Tuesday, April 25, 2006

No more "carnivals"

I have a mission now. Probably won't be able to hang the "Mission Accomplished" sign anytime soon, since I let the world of corporate blogging steal too long a march on me, but this mission has one goal:

Promote individualism in blogging.

Concomitantly, I will also work the reverse:

Fight corporate blogging.

Bear with me here.

The "blogosphere" works as the world's best information source because it is made up of millions of individuals, blogging individually. When bloggers assemble their work onto corporate blogging sites, for whatever reason, blogging suffers as the last resort of individual expression (and it really is, admit it).

I watched as individuals invited and searched out contributors to their blogs, and made up collective posts from these other bloggers, and gave those posts a generic nickname. Those posts became known as "carnivals". I don't object to them. I began to write one myself, right here, and cross-posted it on my main blog. "Carnivals" are a good way to get a lot of information in one place.

Then, along comes a blogger, naming himself Conservative Cat, who wants all the "carnivals" to be linked through his site. Offers "convenience", says the dude.
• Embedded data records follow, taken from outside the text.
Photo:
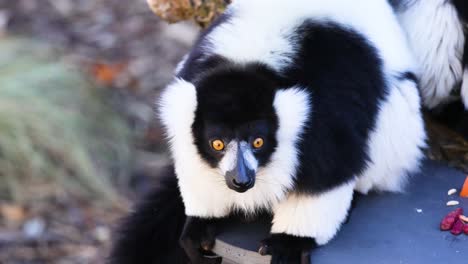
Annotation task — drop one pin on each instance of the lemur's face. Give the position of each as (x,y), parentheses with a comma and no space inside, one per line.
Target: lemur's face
(235,125)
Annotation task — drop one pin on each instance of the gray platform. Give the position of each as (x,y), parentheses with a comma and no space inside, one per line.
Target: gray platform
(386,228)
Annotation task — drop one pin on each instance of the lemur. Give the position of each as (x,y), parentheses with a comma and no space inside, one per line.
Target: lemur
(436,31)
(286,107)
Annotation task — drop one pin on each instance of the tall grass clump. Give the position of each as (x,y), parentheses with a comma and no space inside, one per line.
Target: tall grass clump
(58,134)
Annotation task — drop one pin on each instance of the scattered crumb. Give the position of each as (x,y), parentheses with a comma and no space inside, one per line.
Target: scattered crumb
(452,203)
(452,191)
(464,218)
It does, really. If you like the "carnival" format, he links to many of them, so all you have to have is his one URL, and you can find most of the "carnivals".
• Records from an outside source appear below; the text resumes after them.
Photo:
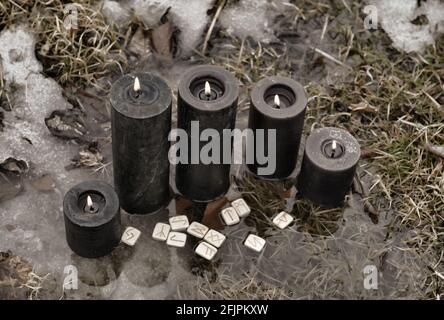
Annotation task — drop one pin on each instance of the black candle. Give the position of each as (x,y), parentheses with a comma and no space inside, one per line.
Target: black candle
(328,167)
(141,123)
(277,103)
(207,96)
(92,219)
Most of them, not all of them. You won't find Carnival of The Curmudgeons there, because I refused to post it there. My "Carnival" was a vehicle for accumulating fine writing written by, or in the style of, Curmudgeons. It took me about 3-4 hours a week to compile, but I probably won't compile another, because the very idea of "carnivals" has been hijacked by Conservative Cat, who has a big enough ego to want the entire genre of writing to go through his site.

I was wrong to put the title of "Carnival" on my posts, because I didn't invent the term, and failed to research who did and then give proper due. I apologize for that.

Conservative Cat owes us an apology, too, unless HE INVENTED the term "Carnival" (a claim he has never made).

He has no moral claim for what he wants to do, and lacking such a claim, is just another corporate collectivist, improving his own fortunes by dint of the creative work of others, without offering adequate recompense.

If any of you "carnival" writers or even "carnival" readers come across this post, you might be as surprised at it as are the two good bloggers commenting in the last post.

If those two guys knew me AND my philosophy, they wouldn't be surprised.

There are two forces at work to obliterate individualism, which is the source of creativity. Those forces are the forces of collectivist government and collectivist corporate greed. Most consider corporate greed to be a necessary evil of capitalism, but that is the one point I disagree with Ayn Rand on. She writes of individualist giants in the Fountainhead and Atlas Shrugged, but she fails to condemn the force that works hardest against individual creativity, corporate collectivism.

Many corporate leaders have tried to harness individual creativity to pull corporate wagons, and some have done better than others, but none have succeeded. None of the creative individuals in those corporations will tell you that they are as satisfied working for the corporation as they are when they are working for themselves.

Support of collectivism is why we are taxed. Support of collectivism should NEVER be the reason why we write creatively.